Not too long or far ago,
There lived a happy ooblio...
And so starts the poem, which I first read over thirty years ago, written by someone I haven't seen in over twenty years. And a lot has happened since then, and almost nothing has happened since then. Such are the vagaries of life, especially when you don't happen to be Jimmy Carter. The former President was on the Daily Show not too long ago, talking about his latest book and all the furniture he's been turning out and his latest initiatives and Habitat for Humanity and...
And I was wondering whether or not I'd ever finish replacing the molding in the house or whether I'd paint the bedroom this year. Some people get as much done in a day as the rest of us accomplish in a year, and I'm beginning to think that people like me exist so that other people who aren't like Jimmy Carter won't feel nearly as bad. Or it could just be that I need to accomplish more.

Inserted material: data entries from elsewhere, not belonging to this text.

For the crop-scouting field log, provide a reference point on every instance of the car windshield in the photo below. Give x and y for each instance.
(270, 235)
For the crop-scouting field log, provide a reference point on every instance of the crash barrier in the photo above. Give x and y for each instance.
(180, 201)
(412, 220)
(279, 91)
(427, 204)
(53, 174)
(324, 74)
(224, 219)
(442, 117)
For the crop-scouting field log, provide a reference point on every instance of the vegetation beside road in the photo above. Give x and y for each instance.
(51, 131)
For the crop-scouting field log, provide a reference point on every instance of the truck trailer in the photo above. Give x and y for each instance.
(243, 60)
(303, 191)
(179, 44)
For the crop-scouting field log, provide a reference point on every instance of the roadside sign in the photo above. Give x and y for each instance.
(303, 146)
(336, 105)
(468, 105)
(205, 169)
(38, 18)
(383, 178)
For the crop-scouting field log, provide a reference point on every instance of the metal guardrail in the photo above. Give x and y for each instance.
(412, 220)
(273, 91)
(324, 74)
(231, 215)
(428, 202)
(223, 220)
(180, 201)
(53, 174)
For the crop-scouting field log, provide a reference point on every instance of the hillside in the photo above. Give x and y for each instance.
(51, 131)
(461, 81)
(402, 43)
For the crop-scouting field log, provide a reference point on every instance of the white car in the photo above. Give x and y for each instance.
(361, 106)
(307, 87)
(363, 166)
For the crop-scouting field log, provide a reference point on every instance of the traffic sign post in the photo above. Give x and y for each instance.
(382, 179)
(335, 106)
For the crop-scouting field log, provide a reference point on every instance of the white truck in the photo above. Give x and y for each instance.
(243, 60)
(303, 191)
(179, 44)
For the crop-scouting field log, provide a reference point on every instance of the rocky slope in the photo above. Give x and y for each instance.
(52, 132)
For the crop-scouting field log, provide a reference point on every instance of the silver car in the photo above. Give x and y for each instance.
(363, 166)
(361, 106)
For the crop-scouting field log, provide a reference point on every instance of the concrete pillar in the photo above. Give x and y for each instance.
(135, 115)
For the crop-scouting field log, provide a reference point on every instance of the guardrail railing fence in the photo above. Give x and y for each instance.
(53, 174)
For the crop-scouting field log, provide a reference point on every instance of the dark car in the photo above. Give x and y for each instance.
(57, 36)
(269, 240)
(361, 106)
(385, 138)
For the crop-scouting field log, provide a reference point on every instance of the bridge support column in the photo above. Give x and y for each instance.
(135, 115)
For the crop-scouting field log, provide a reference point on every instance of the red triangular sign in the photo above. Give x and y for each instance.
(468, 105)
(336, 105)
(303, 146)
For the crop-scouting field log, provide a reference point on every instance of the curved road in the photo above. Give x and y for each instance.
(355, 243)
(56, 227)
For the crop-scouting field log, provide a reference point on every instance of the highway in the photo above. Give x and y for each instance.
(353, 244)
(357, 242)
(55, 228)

But back in the day of the ooblio, when my thirties were still ahead of me, everything was still possible and I had a lifetime to achieve my dreams. And grand dreams they were, dreams of songwriting and rock-and-roll bands and fame and fortune and even artistic fulfillment. And it didn't matter so much what other people thought of the time I spent hunched over a piano keyboard or plucking some silly series of notes on a guitar because I was an artist, damn it!
But now there are responsibilities and things to do and places to go and people to pick up and ferry and meals to cook and there's really just this short period before the coffee when I don't have to do anything, but composing is a solitary act and there's people around and even after they're gone it's not something I really do anymore.
But back then... before cell phones, before I had to have a color tv and Internet and a dishwasher and even a car, there was me and a bass guitar and an acoustic guitar and, thanks to an ooblio-writing lady, a piano. There was a world, a colorful world of whatever size and shape and flavor I chose, that I could summon anytime with little more than a chord or two and the few notes my non-piano-playing fingers could manage, and I should probably have stayed there longer or gone in further. But I hadn't quite figured out how to work everything, what the rules to the game were, which path had the most promise. And now, that seems to have been such a long time ago.
Or used to seem to have been such a long time ago. Now, I can remember 1941 Dodges, Ramblers, Saturday nights at a bar called the Last Chance Saloon and a band called Martha Valez and... well, and somebody. And Innisfree gardens and some enterprising soul impersonating a park official telling us that there was an entrance fee, even though there wasn't and he didn't have a badge or even a uniform. And there was magic in the air.
And ooblios, not too long or far ago.